It never ceases to amuse and amaze me how unbelievably stupid trademark cases like this portray a company’s customers as, as though anyone was going to walk into a ‘furniture and grocery store’ and think they were in a Dairy Queen because water was available to purchase and it had ‘Blizzard’ as part of the name.

Best case scenario I can see is this was Dairy Queen’s lawyers padding their paychecks or trying to justify their pay because damn does that company think their customers are idiots if they actually thought that was a valid argument.
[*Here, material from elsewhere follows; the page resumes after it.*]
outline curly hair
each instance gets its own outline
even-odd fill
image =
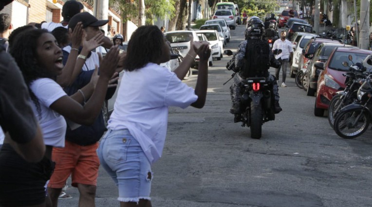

That Anonymous Coward (profile) says:

Re:

One could blame the IP boogeymen.
Look what happened to Jello, to Xerox, to Bandaid!!!
They lost control over their marks and it cost them trillions and put them out of business.
The shareholders will be mad if you don’t fight every single possible imaginary battle that might result in our marks no longer being our marks.

So what if the mark is in an entirely different category, a market we do no business in, we have to do this to protect the sacred mark.
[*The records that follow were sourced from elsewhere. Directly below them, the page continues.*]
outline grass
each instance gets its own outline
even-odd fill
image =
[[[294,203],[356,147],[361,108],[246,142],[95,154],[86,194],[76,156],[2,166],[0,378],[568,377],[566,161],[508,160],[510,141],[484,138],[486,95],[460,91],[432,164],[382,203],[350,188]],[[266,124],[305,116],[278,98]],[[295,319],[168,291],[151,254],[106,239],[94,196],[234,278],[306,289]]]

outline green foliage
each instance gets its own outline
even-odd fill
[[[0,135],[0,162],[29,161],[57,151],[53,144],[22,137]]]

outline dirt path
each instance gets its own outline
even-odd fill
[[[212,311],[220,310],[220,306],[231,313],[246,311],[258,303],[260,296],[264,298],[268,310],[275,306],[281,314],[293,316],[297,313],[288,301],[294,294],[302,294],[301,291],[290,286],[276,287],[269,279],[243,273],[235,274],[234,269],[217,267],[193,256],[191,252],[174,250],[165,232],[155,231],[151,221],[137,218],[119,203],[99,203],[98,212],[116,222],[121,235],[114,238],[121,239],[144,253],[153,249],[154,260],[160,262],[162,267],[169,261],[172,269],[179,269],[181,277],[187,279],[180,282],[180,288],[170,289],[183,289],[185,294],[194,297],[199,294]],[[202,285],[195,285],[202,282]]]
It is a small cost to open a pop up shop half way around the world for 3 days to make sure we can retain the mark in a market we haven’t seen as important enough to actually open our business there yet… but we might someday and we have to make sure no one else can use the mark we’re not using.

Remember…
VHS is the Boston Strangler that murdered Hollywood all the way to the bank with record fucking profits… because at least a couple people traded tapes or made shitty copies so we lost even more money than we made!!!
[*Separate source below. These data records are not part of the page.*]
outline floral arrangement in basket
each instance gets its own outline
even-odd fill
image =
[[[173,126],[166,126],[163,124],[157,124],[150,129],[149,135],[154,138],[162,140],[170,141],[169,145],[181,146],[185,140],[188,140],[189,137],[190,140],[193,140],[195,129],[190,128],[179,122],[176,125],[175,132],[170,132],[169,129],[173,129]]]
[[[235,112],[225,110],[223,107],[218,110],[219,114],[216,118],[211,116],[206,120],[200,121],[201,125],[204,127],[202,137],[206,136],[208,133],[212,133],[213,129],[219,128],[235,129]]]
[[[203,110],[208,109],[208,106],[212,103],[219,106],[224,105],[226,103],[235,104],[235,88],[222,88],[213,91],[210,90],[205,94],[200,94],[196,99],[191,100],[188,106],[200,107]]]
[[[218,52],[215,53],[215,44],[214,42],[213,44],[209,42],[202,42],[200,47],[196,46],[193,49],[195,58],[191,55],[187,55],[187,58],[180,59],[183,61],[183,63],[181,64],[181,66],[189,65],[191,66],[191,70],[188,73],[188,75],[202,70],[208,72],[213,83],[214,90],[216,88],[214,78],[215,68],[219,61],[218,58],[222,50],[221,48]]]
Fear of there being a loss & angry shareholders help push the insanity. I mean if they had spent half of their ‘piracy/protection’ cash on developing tech we’d have holographic movies or something as awesome already. Instead every new development is crushed if someone can dream of a way it might cost them a penny.

Mick says:

Re: Re: That's not how it works

The whole “you HAVE to sue or you’ll lose your trademark” is something only people who don’t know anything about trademarks say.

Also, DQ in this case could have easily just offered to license the name in perpetuity for $1 instead of suing. The “protection” would have been identical, but cheaper.

That Anonymous Coward (profile) says:

Re: Re: Re:

“The whole “you HAVE to sue or you’ll lose your trademark” is something only people who don’t know anything about trademarks say.”

You mean like the board of DQ who pay a bunch of educated lawyers who KNOW this is all bullshit and they STILL did it??

Until some bar decides it might be malpractice to bring one of these suits, which frankly is never gonna fscking happen because lawyers suck, and there is a punishment for the lawyer for proceeding with a bullshit case they won’t stop.